Long time readers of this blog must be feeling a bit of deja vu. We have been down this road many times over the last ten years. Rate and tax increases seem to come down here on a two year cycle, and usually right after a City Council election has been held. This instance fits that pattern, with the last water rate increases happening in 2014, and 2016 being a utility tax year.
Proposed are water rate hikes, sewer rate hikes, tier width adjustments, and the usual balderdash about meter sizes. Below are the water rate increases, before and after. You can link to all of that rhythm in its original setting here.
As you can see, the increases are to those with 3" and 4" meter sizes. The big boys, and not most residential users.

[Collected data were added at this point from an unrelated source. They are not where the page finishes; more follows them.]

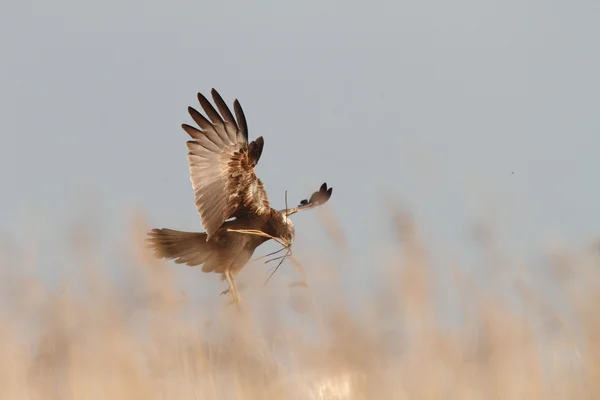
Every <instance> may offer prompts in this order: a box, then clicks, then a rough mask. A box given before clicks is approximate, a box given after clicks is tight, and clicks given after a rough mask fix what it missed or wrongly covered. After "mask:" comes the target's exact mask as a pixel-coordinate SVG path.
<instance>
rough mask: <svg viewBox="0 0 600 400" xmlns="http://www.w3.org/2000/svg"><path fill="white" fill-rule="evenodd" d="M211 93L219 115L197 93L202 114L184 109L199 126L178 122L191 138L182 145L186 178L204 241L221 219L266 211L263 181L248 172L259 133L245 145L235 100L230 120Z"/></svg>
mask: <svg viewBox="0 0 600 400" xmlns="http://www.w3.org/2000/svg"><path fill="white" fill-rule="evenodd" d="M211 93H212V97H213V100H214V102H215V104H216V106H217V109H218V110H219V112H220V114H219V112H217V110H216V109H215V108H214V107H213V106H212V104H211V103H210V102H209V101H208V99H206V97H204V96H203V95H202V94H200V93H198V101H199V103H200V105H201V106H202V109H203V110H204V112H205V114H206V116H207V117H208V118H206V117H205V116H204V115H202V114H201V113H200V112H198V111H197V110H195V109H194V108H192V107H189V108H188V112H189V113H190V116H191V117H192V119H193V120H194V122H196V124H198V126H199V127H200V129H198V128H196V127H193V126H190V125H187V124H183V125H182V128H183V130H184V131H185V132H186V133H187V134H188V135H189V136H190V137H191V138H192V139H193V140H190V141H188V142H187V143H186V144H187V147H188V149H189V153H188V163H189V170H190V180H191V182H192V187H193V188H194V204H195V205H196V209H197V210H198V213H199V214H200V217H201V219H202V226H203V227H204V229H205V230H206V233H207V238H206V240H207V241H208V240H209V239H210V237H211V236H212V235H213V234H214V233H215V232H216V231H217V230H218V229H219V228H220V227H221V225H222V224H223V222H224V221H225V220H227V219H229V218H232V217H240V216H242V215H248V214H262V213H265V212H268V211H269V209H270V205H269V200H268V198H267V194H266V192H265V188H264V185H263V183H262V182H261V180H260V179H258V178H257V177H256V175H255V173H254V167H255V166H256V164H257V163H258V160H259V159H260V156H261V154H262V149H263V146H264V141H263V139H262V137H259V138H257V139H256V140H255V141H253V142H250V143H248V127H247V122H246V117H245V116H244V112H243V110H242V108H241V106H240V104H239V102H238V101H237V100H236V101H235V102H234V111H235V115H236V117H237V121H236V118H234V116H233V114H232V113H231V111H230V109H229V108H228V107H227V104H225V102H224V101H223V98H222V97H221V96H220V95H219V93H218V92H217V91H216V90H214V89H213V90H212V92H211Z"/></svg>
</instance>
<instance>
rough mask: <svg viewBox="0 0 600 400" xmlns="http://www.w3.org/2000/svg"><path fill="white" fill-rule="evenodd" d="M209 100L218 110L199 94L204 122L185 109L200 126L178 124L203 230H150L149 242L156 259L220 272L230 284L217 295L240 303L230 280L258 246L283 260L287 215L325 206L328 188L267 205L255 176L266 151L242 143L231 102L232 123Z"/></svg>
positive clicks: (243, 119)
mask: <svg viewBox="0 0 600 400" xmlns="http://www.w3.org/2000/svg"><path fill="white" fill-rule="evenodd" d="M211 94H212V98H213V101H214V103H215V105H216V106H217V109H218V112H217V109H215V108H214V107H213V105H212V104H211V103H210V101H208V99H207V98H206V97H204V96H203V95H202V94H201V93H198V101H199V103H200V106H202V109H203V110H204V113H205V115H206V117H205V116H204V115H202V114H201V113H200V112H198V111H197V110H196V109H194V108H192V107H188V112H189V114H190V116H191V117H192V119H193V120H194V122H195V123H196V124H197V125H198V128H196V127H193V126H191V125H188V124H182V128H183V130H184V131H185V132H187V134H188V135H189V136H190V137H191V138H192V140H190V141H188V142H187V147H188V150H189V152H188V163H189V170H190V180H191V182H192V187H193V189H194V199H195V201H194V203H195V205H196V209H197V211H198V213H199V214H200V218H201V224H202V227H203V228H204V230H205V232H182V231H177V230H173V229H167V228H163V229H152V230H151V231H150V232H149V233H148V236H149V237H148V239H147V240H148V244H149V247H150V248H151V249H152V250H153V252H154V255H155V257H157V258H159V259H161V258H164V259H169V260H174V261H175V263H178V264H186V265H189V266H198V265H202V272H207V273H209V272H214V273H219V274H221V278H222V280H226V281H227V283H228V289H227V290H225V291H224V292H223V293H227V292H229V294H230V295H231V296H232V297H233V300H235V301H237V302H239V301H240V297H239V294H238V291H237V288H236V285H235V277H236V275H237V274H238V273H239V271H240V270H241V269H242V268H243V267H244V265H246V264H247V263H248V261H249V260H250V257H252V254H253V253H254V251H255V250H256V248H257V247H258V246H260V245H261V244H263V243H265V242H266V241H268V240H271V239H273V240H275V241H277V242H279V243H280V244H282V246H283V247H282V249H281V250H284V249H288V253H286V255H289V254H290V251H291V244H292V242H293V241H294V238H295V230H294V224H293V223H292V221H291V219H290V218H289V217H290V215H293V214H295V213H297V212H299V211H304V210H309V209H311V208H314V207H317V206H321V205H323V204H325V203H326V202H327V201H328V200H329V198H330V197H331V193H332V190H333V189H332V188H328V187H327V183H323V184H322V185H321V187H320V189H319V190H318V191H316V192H314V193H313V194H312V195H311V196H310V198H309V199H307V200H302V201H301V202H300V204H299V205H298V206H297V207H294V208H290V209H288V208H287V204H286V208H285V209H282V210H276V209H274V208H273V207H271V205H270V203H269V200H268V198H267V193H266V192H265V187H264V185H263V183H262V181H261V180H260V179H259V178H258V177H257V176H256V174H255V173H254V167H256V165H257V164H258V161H259V159H260V156H261V154H262V151H263V147H264V140H263V138H262V136H260V137H258V138H256V139H255V140H253V141H252V142H250V143H248V125H247V122H246V117H245V116H244V112H243V110H242V106H241V105H240V103H239V101H238V100H237V99H236V100H235V101H234V103H233V110H234V112H235V117H234V115H233V114H232V113H231V110H230V109H229V107H228V106H227V104H226V103H225V102H224V101H223V98H222V97H221V95H219V93H218V92H217V91H216V90H215V89H212V91H211ZM207 117H208V118H207ZM286 203H287V201H286ZM284 258H285V256H283V257H282V258H281V261H283V259H284Z"/></svg>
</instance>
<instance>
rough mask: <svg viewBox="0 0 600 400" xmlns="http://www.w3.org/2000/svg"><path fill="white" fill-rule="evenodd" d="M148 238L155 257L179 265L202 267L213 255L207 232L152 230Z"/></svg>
mask: <svg viewBox="0 0 600 400" xmlns="http://www.w3.org/2000/svg"><path fill="white" fill-rule="evenodd" d="M148 236H149V237H148V239H147V242H148V247H149V248H150V249H152V250H153V251H154V255H155V257H157V258H166V259H168V260H175V262H176V263H178V264H186V265H189V266H196V265H200V264H203V263H204V262H206V261H207V260H208V258H209V257H210V255H211V253H212V248H211V247H212V246H211V244H210V243H208V242H207V241H206V233H205V232H182V231H176V230H173V229H152V230H151V231H150V232H149V233H148Z"/></svg>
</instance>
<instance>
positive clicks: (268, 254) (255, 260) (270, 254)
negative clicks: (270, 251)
mask: <svg viewBox="0 0 600 400" xmlns="http://www.w3.org/2000/svg"><path fill="white" fill-rule="evenodd" d="M285 249H286V248H285V247H282V248H281V249H279V250H277V251H274V252H272V253H269V254H265V255H264V256H260V257H256V258H253V259H252V260H250V261H249V262H255V261H258V260H262V259H263V258H267V257H270V256H272V255H275V254H277V253H280V252H282V251H283V250H285ZM267 262H268V261H266V262H265V264H266V263H267Z"/></svg>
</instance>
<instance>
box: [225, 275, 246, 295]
mask: <svg viewBox="0 0 600 400" xmlns="http://www.w3.org/2000/svg"><path fill="white" fill-rule="evenodd" d="M232 282H233V284H234V286H235V288H236V291H237V290H239V289H242V290H243V289H244V284H240V286H238V285H237V283H235V281H234V280H233V278H232ZM228 293H231V290H230V289H229V288H227V289H225V290H223V291H222V292H221V296H223V295H224V294H228Z"/></svg>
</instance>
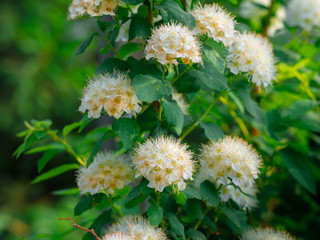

But remember, there are also the other increase categories as well, which you will have to look up for yourself. Hopefully you'll be able explain all that to me in the comments. As always, things are not immediately clear. Water rate adjustment processes being famous for their transparency challenges.
Here was the rationale for all of this in a staff report issued on May 9, 2017 (link). This was where the umpteenth rehiring of Raftellis was discussed. They were rehired at considerable expense and have been busily working on this for the last year.
In the agenda report for this item, which is the last one on tomorrow's schedule, there are some tweaks to the rationales for charging residents more for water. Here is how this is all justified now.
Pretty vague in my opinion, but these things often are. Coming right on the heels of that $1,000,000 dollar water meter spend however, asking for more money now does seem insensitive. But I suspect City Hall is not too worried about it.
This will be a Proposition 218 "process," meaning you do have the right to run around town trying to get people to sign paperwork protesting these increases. It is a lot of great exercise, but has been something residents have never quite been able to pull off in the past. We came close once, but then City Manager Elaine Aguilar threw out just enough signatures to guarantee that particular Prop 218 effort failed.
The Proposition 218 election process requires a 45-day notice and a public hearing.
At the direction of Council, staff will mail protest ballots (Attachment C) to explain the process as well as findings for the proposed new rates.
All protests will be due at City Hall on July 24, 2018. If 50% +1 one of the needed protests are not received at the public hearing scheduled for that evening, then the water (etc.) rate increases will go through. The staff report does not say 50% +1 of what, so that will need to be asked about.
One O'clock Update
I've been emailing back and forth with City Manager Gabe Engeland today, a fellow who somehow has remained committed to the fine art of transparency despite having worked here for a while. It does look like this will not be a very radical rate increase, and except for a very few unfortunate souls almost all will escape the unholy wrath of Water Wise Owl. This is what Gabe had to say:
"Here is the chart breaking down our water meters size by number of meters. The 3” and 4” meters are typically institutional use, though they are relatively scarce in town. There are 8 meters in Sierra Madre that are 3” and 1 meter that is 4”, so a total of 9 meters out of 3,873 fall into this category. Apartments tend to have 1.5” or 2”, though this number will vary, and apts may have multiple meters serving the property.
It appears that unless you are one of those nine places with 3 inch or 4 inch water meters, you are going to get yourself a water rate decrease. I know, be still all of our troubled hearts. And if you are the proud owner of one of those nine afflicted facilities?
You're not going to be as happy as everybody else. Or at least that would be my understanding at this particular moment in time.
I'll let you know if any of that changes.